Electronic devices, including portable electronic devices, have gained widespread use and may provide a variety of functions including, for example, telephonic, electronic messaging and other personal information manager (PIM) application functions. Portable electronic devices include, for example, several types of mobile stations such as simple cellular telephones, smart telephones, wireless personal digital assistants (PDAs), and laptop computers with wireless 802.11 or Bluetooth capabilities.
Many electronic devices include a physical keyboard having a plurality of individual mechanical keys. The mechanical keys of such a physical keyboard include one or more physically moving parts that comprise or otherwise interact with a mechanical switch. Pressing down on such a mechanical key serves to temporarily close its corresponding mechanical switch and hence signal to a corresponding control circuit the user's assertion of that particular key.
Backlighting a physical keyboard is also known in the art. Typically one or more light emitters (such as one or more light-emitting diodes) provide light that passes, at least to some extent, through one or more individual keys and/or around one or more keys to improve the user's ability to discern individual keys and/or the character or characters associated with such keys. In some cases the totality of the light provided in this way can be switched on or off to thereby provide backlighting for the entire keyboard or not as desired (thereby allowing the device to switch off backlighting in order to save power).
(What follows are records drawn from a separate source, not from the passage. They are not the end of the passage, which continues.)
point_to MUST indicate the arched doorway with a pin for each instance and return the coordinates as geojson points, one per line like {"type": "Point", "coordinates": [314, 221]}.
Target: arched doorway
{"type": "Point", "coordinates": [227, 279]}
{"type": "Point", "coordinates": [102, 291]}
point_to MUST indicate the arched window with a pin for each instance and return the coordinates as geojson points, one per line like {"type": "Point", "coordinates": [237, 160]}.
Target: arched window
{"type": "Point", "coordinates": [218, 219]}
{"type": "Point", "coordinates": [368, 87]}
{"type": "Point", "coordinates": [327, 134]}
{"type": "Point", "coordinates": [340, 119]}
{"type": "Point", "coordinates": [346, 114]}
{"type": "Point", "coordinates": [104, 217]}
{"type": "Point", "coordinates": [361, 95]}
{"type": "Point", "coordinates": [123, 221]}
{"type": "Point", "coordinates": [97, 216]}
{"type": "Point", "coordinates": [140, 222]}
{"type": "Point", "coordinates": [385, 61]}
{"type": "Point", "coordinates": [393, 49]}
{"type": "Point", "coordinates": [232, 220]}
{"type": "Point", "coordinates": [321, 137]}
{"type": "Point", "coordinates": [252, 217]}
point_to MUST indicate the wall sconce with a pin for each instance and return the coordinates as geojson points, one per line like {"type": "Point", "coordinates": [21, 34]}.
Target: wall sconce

Some physical keyboards have one or more keycaps that comprise capacitively-sensitive keycaps. Such a keycap can detect user proximity and/or gentle user contact and can therefore provide the electronic device with another user-input modality to supplement physical actuation of the mechanical keys. While certainly useful, developments to date as regards the foregoing components do not fully satisfy all application settings. As one simple example in these regards, users can be (at least temporarily) unaware of the availability of input gestures that can be used at various times to input data or instructions via such capacitively-sensitive keycaps.